A 70–80kg adult burns approximately 55–65 calories per kilometre at a moderate walking pace. This varies with body weight (heavier individuals burn more) and terrain (uphill burns significantly more). Running the same distance burns roughly 40% more calories than walking.
How does walking compare to running for calorie burn?
Per kilometre covered, running and walking burn a similar number of calories — approximately 60–80 kcal per km for a 70kg person. However, running covers distance faster, so it burns more calories per unit of time. Walking is more sustainable for long durations, making it highly effective for increasing total daily energy expenditure (NEAT) without the recovery cost of running.
Does incline walking significantly increase calorie burn?
Yes.

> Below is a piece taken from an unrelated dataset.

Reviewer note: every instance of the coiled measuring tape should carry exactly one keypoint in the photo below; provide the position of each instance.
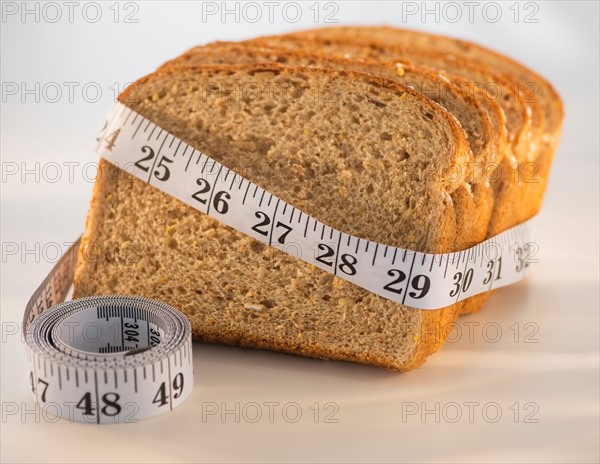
(104, 359)
(137, 360)
(419, 280)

Walking on a 10% incline increases calorie burn by approximately 25–40% compared to flat walking at the same speed. This makes incline treadmill walking one of the most time-efficient low-impact exercises for calorie burn — comparable to light jogging but with much lower impact on joints.
How far do you need to walk to burn 500 calories?
At a moderate pace (4.8 km/h), a 75kg adult burns approximately 60 calories per kilometre, meaning roughly 8–9 km to burn 500 calories. At a brisk pace, the per-kilometre burn increases and time decreases. Adding uphill terrain significantly increases calorie expenditure per kilometre.